The confidence index slipped 3 points from February to 16, according to a National Australia Bank Ltd. survey of more than 400 companies between March 25 and March 31 released in Sydney today. The bank’s business conditions gauge, a measure of hiring, sales and profits, rose 5 points to a two-year high of 13.
Robust business sentiment was a key reason central bank Governor Glenn Stevens continued this month a series of world- leading interest rate increases to prevent a surge in inflation. National Australia today raised its forecast for gross domestic product growth this year to 3.5 percent from a previous prediction of 3 percent and said GDP is expected to expand 4.25 percent in 2011.
“The key drivers are faster than previously expected business investment, stronger consumption spending and export growth,” said Alan Oster, chief economist at National Australia in Melbourne. “This environment is clearly more challenging for inflation with faster wages growth, as skill shortage issues re- emerge, and the output gap reversing quickly.”
The Australian dollar traded at 92.50 U.S. cents as of 11:34 a.m. in Sydney from 92.47 cents just before the report was released. The two-year government bond yield was unchanged at 4.94 percent.
Governor Stevens cited a forecast surge in exports of raw materials such as iron ore and coal, as well as energy from projects such as Chevron Corp.’s Gorgon gas project in Western Australia, after boosting Australia’s benchmark overnight cash rate target on April 6 by a quarter percentage point to 4.25 percent, the fifth such move since early October.
“The situation where we needed historically low interest rates has passed,” central bank Assistant Governor Guy Debelle told a Senate committee hearing in Sydney yesterday. “So we’re moving back to something around average levels, which is not far from where we are now.”
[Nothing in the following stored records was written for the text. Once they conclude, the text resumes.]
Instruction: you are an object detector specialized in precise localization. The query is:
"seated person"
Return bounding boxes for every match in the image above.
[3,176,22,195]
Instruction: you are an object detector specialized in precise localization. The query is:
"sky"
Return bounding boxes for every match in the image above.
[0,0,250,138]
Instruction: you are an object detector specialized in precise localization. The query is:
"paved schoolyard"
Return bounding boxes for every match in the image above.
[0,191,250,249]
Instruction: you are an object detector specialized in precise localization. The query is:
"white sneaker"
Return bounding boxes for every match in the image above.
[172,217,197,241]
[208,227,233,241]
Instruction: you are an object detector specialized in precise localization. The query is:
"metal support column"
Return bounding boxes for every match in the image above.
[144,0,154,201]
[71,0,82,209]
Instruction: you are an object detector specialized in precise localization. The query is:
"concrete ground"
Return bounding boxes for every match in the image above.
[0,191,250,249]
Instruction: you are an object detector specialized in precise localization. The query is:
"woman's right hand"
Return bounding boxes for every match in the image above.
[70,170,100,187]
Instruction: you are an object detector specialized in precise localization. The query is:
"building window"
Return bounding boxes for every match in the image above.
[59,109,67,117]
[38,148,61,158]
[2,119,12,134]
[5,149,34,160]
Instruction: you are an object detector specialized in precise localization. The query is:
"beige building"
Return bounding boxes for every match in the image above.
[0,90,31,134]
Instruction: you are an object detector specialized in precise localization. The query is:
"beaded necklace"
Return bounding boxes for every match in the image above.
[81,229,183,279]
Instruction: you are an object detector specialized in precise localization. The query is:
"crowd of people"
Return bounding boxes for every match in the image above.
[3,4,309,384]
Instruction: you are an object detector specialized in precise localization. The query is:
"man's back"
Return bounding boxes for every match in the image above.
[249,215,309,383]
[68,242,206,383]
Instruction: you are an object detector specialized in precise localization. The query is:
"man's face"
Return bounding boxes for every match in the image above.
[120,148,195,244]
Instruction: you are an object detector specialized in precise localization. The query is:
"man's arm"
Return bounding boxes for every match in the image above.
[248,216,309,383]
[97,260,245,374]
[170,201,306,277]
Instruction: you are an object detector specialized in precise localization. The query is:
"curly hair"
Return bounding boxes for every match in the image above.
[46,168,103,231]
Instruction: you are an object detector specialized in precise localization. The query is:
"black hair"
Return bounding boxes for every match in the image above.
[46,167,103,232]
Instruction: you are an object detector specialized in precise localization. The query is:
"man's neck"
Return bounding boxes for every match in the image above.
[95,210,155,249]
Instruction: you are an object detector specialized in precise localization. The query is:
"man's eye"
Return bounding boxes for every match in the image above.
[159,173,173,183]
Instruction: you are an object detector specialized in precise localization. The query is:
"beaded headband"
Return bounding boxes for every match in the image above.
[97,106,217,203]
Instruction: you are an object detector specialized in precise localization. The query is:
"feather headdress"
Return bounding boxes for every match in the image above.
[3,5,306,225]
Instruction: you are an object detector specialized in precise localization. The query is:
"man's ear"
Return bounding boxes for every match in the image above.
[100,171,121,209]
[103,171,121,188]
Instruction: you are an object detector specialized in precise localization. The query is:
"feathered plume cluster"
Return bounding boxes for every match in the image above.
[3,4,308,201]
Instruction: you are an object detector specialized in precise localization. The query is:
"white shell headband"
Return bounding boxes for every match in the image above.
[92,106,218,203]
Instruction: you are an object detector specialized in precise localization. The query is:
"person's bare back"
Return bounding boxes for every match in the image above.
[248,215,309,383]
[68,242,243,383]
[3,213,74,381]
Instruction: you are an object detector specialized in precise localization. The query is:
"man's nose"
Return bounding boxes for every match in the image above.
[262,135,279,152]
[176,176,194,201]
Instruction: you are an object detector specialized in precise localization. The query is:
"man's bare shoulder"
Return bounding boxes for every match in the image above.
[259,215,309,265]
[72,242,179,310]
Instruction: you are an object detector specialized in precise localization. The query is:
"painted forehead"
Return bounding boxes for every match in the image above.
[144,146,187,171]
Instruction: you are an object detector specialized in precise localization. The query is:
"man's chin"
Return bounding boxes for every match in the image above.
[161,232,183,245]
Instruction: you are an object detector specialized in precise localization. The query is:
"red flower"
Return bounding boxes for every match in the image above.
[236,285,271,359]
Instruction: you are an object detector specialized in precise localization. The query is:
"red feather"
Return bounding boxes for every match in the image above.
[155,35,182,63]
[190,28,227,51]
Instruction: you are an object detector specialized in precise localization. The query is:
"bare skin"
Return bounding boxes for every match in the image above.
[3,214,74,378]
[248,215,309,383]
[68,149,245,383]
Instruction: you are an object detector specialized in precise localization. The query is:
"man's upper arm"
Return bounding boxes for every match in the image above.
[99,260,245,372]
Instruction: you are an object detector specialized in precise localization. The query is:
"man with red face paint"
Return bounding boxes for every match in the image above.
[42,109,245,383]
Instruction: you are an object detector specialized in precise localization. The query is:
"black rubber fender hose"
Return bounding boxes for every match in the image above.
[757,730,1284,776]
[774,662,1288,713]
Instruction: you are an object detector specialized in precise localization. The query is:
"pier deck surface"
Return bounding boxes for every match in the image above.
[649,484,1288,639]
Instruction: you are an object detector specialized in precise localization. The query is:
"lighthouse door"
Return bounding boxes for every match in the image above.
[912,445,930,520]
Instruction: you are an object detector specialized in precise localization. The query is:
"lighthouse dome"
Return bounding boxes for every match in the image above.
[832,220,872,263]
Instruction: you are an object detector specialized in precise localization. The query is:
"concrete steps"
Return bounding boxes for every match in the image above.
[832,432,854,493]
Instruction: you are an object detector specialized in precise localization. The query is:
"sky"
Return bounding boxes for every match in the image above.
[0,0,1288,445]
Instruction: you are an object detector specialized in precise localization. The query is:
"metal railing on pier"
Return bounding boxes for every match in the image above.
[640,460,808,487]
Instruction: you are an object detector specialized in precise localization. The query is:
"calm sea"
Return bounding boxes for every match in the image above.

GDP grew in the fourth quarter at the fastest pace in almost two years, rising 0.9 percent from the previous three months. The economy expanded 2.7 percent from a year earlier.
Companies such as BHP Billiton Ltd. have already signaled that rising demand for resources threatens to deepen a skills shortage in regions such as Western Australia, where most of the nation’s iron ore for export is mined.
“Wage pressures continue to build,” said Oster, and will “need to be watched carefully in the period ahead.” Payroll costs increased 1.1 percent in the three months through March, the fastest pace since October 2008, today’s report shows.
Employers added 19,600 jobs last month, keeping Australia’s unemployment rate at 5.3 percent, a report showed last week. That’s almost half the level of the U.S. and Europe, where the jobless rates are 9.7 percent and 10 percent respectively.
“Perhaps the most marked development has been the surge in mining confidence as Asian economies rebound and commodity prices surge,” said Oster.
That echoes comments by Governor Stevens last week, when he said income from exports is rising, “adding to incomes and fostering a build-up in investment in the resources sector.”
Reserve Bank of Australia policy makers will boost borrowing costs again in May, August, September and December, National Australia predicts.
A gauge of forward orders jumped 4 points to 10, capacity utilization rose to 82.1 percent from 80.7 percent, today’s report shows.